A McConnell spokesperson confirmed to CBS News that the Kentucky Republican supports President Biden’s pick to lead the Justice Department. Politico first reported his decision on Tuesday.
Garland was nominated to the Supreme Court by former President Barack Obama in 2016, after the death of Justice Antonin Scalia. McConnell refused to consider Garland’s nomination, arguing that the Senate should not fill a Supreme Court seat during an election year, and instead let the American people decide. After the GOP won the White House, the Republican-controlled Senate filled the vacant seat with Supreme Court Justice Neil Gorsuch in 2017, the first of three justices nominated to the bench by former President Donald Trump.
McConnell has described his decision to block Garland’s nomination as the “most consequential thing I’ve ever done.” The Senate later confirmed Justice Amy Coney Barrett to the court days before the 2020 election.
Garland appeared before the Senate Judiciary Committee for. The committee will hold a vote to advance Garland’s nomination on March 1.
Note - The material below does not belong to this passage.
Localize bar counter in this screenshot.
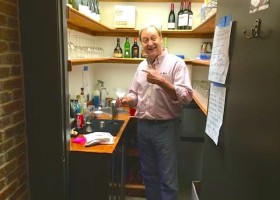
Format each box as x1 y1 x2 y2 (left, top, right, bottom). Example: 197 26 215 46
70 109 131 154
The longtime federal judge pledged to senators during his confirmation hearings that he would work to maintain the independence of the Justice Department, and “fend off any effort by anyone to make prosecutions or investigations partisan or political in any way.”
“I am not the president’s lawyer,” he said. “I am the United States’ lawyer.”
Some Republicans have already said that they would support Garland’s nomination, including Senators Thom Tillis and John Cornyn.
“I think you’ll be a straight shooter when it comes to questions of law. And I respect that. We need that,” Cornyn, the former Republican whip and a close ally of McConnell’s, told reporters on Monday.
Garland is currently a judge on the powerful D.C. Court of Appeals.